夫が良い睡眠を手に入れて、元気はつらつに生活できたら、それって、ほんとにほんとに最高なことだと思う。
その数日後、夫が朝食の時、味噌汁を飲んだついでにサラリと話しかけてきた。
「俺さ、自動車の教習所に申し込みに行くわ。仕事帰りにちょっと通うから。そんで、バイク買うから。」
目尻のシワは深いけど、やんちゃな昔の中学生のような目をして、こちらを見てくる。
俺は病院にちゃんと行ったんだから、バイク買ってもいいやろ?みたいな雰囲気が、彼からヒシヒシと伝わってきた。
彼がずっとバイクを欲しがっていたのは知っていた。もう、しっかりちゃっかり欲しいバイクも決めているようだ。
大学時代の夫はいつも原付でぶらぶらしていたし、関西から九州まで、友だちと野宿しながら原付で旅行したくらいだから、もともとバイクは好きな人だった。
最近になって、彼はバイクのYouTubeばっかり見て研究しているし、バイク屋さんにも見に行っているようだから、かなり具体的なことまで考えているのだろう。
夫が乗りたいのは125ccのバイク。
それには小型二輪の免許が必要なので、夫の場合は自動車教習所の講習を少しだけ受け、試験に合格すればOKらしい。

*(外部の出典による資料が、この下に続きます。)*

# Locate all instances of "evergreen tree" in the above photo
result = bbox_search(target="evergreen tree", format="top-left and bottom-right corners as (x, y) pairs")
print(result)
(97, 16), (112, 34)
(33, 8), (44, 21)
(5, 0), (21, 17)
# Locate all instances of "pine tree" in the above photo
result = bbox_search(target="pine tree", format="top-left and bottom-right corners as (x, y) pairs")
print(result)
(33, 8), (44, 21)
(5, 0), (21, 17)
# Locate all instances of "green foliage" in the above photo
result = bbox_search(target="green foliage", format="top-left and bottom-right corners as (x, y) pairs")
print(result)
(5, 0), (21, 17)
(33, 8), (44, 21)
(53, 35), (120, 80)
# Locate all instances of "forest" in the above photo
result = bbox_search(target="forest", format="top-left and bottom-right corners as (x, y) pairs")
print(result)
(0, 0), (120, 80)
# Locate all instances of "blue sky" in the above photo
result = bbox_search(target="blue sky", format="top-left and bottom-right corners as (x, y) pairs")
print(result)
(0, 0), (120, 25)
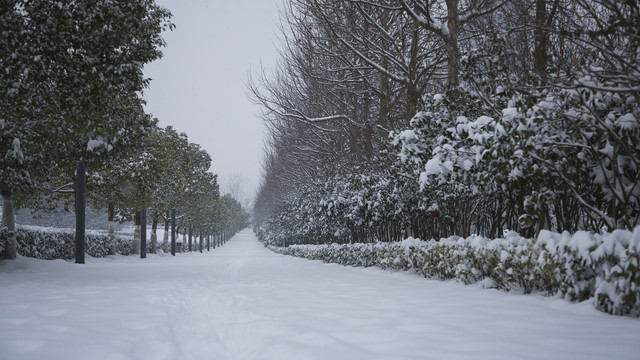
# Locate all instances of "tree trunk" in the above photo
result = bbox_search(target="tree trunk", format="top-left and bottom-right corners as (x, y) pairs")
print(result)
(151, 215), (158, 254)
(162, 213), (171, 253)
(140, 208), (147, 259)
(2, 193), (18, 260)
(170, 209), (176, 256)
(446, 0), (460, 89)
(75, 162), (86, 264)
(131, 211), (140, 254)
(107, 203), (116, 255)
(533, 0), (549, 80)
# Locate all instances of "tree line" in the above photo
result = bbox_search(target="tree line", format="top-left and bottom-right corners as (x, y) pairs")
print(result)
(249, 0), (640, 244)
(0, 0), (247, 258)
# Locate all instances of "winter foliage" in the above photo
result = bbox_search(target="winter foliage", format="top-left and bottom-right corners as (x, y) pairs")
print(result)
(253, 0), (640, 245)
(270, 227), (640, 317)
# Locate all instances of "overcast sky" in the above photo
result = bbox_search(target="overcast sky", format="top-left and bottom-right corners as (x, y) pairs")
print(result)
(145, 0), (281, 207)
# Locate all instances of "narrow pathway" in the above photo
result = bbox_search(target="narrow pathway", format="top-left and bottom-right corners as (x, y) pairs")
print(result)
(0, 231), (640, 360)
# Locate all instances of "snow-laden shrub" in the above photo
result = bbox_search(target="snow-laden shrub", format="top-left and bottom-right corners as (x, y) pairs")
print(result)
(270, 227), (640, 316)
(592, 227), (640, 316)
(6, 226), (136, 260)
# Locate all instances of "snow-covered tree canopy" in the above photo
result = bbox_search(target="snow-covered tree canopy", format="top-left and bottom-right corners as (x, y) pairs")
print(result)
(0, 0), (173, 202)
(253, 0), (640, 244)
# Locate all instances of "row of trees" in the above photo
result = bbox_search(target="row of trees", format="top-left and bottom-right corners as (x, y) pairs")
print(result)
(251, 0), (640, 243)
(0, 0), (248, 257)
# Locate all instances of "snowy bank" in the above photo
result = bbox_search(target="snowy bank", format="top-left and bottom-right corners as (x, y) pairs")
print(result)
(270, 227), (640, 317)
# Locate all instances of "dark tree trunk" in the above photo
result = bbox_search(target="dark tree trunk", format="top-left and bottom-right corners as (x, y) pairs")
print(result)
(140, 208), (147, 259)
(171, 209), (176, 256)
(76, 163), (86, 264)
(107, 202), (116, 255)
(2, 192), (18, 260)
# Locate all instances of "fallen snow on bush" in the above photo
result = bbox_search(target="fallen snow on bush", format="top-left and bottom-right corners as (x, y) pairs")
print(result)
(0, 231), (640, 360)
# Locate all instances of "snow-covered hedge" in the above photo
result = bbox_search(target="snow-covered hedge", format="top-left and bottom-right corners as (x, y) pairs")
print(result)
(0, 226), (151, 260)
(270, 227), (640, 316)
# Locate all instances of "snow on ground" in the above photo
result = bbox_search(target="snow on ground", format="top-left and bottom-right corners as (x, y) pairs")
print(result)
(0, 231), (640, 360)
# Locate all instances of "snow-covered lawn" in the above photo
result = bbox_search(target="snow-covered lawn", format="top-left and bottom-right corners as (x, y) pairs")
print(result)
(0, 231), (640, 360)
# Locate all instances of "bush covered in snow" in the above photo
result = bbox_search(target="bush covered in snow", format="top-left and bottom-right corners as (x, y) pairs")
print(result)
(270, 227), (640, 316)
(5, 226), (141, 260)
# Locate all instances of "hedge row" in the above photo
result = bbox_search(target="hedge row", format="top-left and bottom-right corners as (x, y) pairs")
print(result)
(0, 226), (161, 260)
(270, 227), (640, 317)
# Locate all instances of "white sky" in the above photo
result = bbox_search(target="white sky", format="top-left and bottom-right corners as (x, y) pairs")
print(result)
(145, 0), (280, 207)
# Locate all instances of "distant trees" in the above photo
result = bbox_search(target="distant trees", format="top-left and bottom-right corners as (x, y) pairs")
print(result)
(253, 0), (640, 244)
(0, 0), (248, 258)
(0, 0), (173, 257)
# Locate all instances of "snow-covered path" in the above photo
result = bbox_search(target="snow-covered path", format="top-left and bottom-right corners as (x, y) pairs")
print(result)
(0, 231), (640, 360)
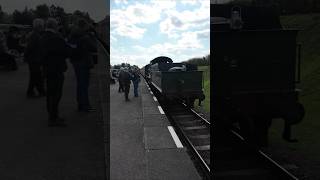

ちょっとバイクは怖いけど、おそらく近場をチョロチョロするだけだろうから、それも彼の人生の楽しみになるのなら、いいかなと思う。
怖がっていた病院にもちゃんと行ったんだし、毎日ずっといっぱい頑張っているんだし、まだまだ60歳なわけだし、そのくらいの夢やご褒美が夫にもあっていい。
それに何でも、やりたいことをやれる時にチャレンジしてほしい。
「いいやん!やりなよ!買いなよ!私もヘルメット買うからさ。」
夫はキョトンとしていた。
「あんたも、教習所に通うの?」
そんなわけがない。
この夏、私は夫のバイクの後ろに乗せてもらいたい。
ただし怖いから、ご近所一周だけね。